Montana – National Bioenergy Day falls during Montana Forest Products Week, so check out the state Department of Natural Resources website to learn more about celebrations and activities occurring all week across the state: http://dnrc.mt.gov/forestry/assistance/biomass/forprodweek/default.asp
On the web – Our NIFA CAP colleagues at the Advanced Hardwood Biofuels Northwest project will be hosting a webinar at 10am Pacific time entitled Biofuels Policies: Why a Clean Fuels Standard and Other Government Policies Are Important to Bringing the Advanced Biofuels Industry to Scale in the Northwest – http://hardwoodbiofuels.org/event/biofuelpolicies/
Note that pre-registration is required.
Golden, CO – June 26, 2014
The Bioenergy Alliance Network of the Rockies (BANR) was well-represented at the June meeting of the Jefferson County chapter of the Colorado Renewable Energy Society (CRES). The meeting provided an introduction to the potential agricultural and climate benefits of biochar to members of the public through a screening of a video of excerpts from the 2012 US Biochar Initiative (USBI) Conference at Sonoma State University, edited by James Shikada. Mike Rocke, VP of Business Development at Cool Planet Energy Systems (CPES), introduced the video and provided commentary throughout. In addition, BANR Project Manager John Field introduced audience members to the alliance and recruited volunteers to participate in the BANR stakeholder engagement group.

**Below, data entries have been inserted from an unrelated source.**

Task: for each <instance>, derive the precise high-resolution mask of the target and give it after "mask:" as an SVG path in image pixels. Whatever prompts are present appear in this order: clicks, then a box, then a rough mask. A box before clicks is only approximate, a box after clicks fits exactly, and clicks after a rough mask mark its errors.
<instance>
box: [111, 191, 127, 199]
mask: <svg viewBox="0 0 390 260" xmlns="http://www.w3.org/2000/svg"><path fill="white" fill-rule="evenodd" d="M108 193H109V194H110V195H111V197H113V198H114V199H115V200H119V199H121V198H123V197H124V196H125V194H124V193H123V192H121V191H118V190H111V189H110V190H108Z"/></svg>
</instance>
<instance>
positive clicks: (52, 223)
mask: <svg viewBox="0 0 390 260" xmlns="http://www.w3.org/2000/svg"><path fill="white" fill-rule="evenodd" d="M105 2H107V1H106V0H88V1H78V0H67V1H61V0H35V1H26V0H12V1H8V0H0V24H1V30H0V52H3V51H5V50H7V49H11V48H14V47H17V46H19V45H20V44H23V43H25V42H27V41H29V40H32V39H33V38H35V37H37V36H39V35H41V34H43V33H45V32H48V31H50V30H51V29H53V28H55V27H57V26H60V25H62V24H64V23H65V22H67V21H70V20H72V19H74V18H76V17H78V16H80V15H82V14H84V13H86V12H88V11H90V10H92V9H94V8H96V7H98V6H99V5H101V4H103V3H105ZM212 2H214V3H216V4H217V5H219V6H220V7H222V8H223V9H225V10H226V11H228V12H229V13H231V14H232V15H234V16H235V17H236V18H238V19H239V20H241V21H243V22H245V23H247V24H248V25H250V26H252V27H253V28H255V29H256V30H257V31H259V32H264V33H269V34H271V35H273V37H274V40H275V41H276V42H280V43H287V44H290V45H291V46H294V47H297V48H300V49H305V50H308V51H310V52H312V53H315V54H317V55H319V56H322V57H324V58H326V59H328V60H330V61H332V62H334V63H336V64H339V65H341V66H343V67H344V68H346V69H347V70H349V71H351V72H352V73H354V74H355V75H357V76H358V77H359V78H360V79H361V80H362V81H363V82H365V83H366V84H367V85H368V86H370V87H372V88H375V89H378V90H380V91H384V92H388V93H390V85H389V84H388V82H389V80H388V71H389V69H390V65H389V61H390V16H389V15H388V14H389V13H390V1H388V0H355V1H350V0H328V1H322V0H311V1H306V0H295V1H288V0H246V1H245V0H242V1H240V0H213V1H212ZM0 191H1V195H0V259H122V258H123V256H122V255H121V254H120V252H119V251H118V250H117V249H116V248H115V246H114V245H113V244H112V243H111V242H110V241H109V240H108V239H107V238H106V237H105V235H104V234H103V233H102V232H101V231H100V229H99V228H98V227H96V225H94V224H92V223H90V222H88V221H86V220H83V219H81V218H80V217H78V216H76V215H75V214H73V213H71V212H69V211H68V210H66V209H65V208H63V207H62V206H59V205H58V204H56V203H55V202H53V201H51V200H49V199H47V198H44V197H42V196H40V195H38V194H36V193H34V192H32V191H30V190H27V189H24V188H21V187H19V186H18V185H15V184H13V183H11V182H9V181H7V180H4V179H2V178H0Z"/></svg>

Video available at https://www.youtube.com/watch?v=JPJsYZLU_sM
Other experts were on hand to share their thoughts and answer questions on biochar, including Dr. Helena Chum of the National Renewable Energy Laboratory (NREL), Jonah Levine of The Biochar Company, and Dr. Paul Belanger of the Denver Climate Study Group. A more detailed description of the event is available in the CRES newsletter:
http://cres-energy.org/july-2014-cres-newsletter/ – Jeffco
Thanks to CRES co-founder and SERI/NREL alumnus Dr. Ron Larson for organizing and leading the meeting!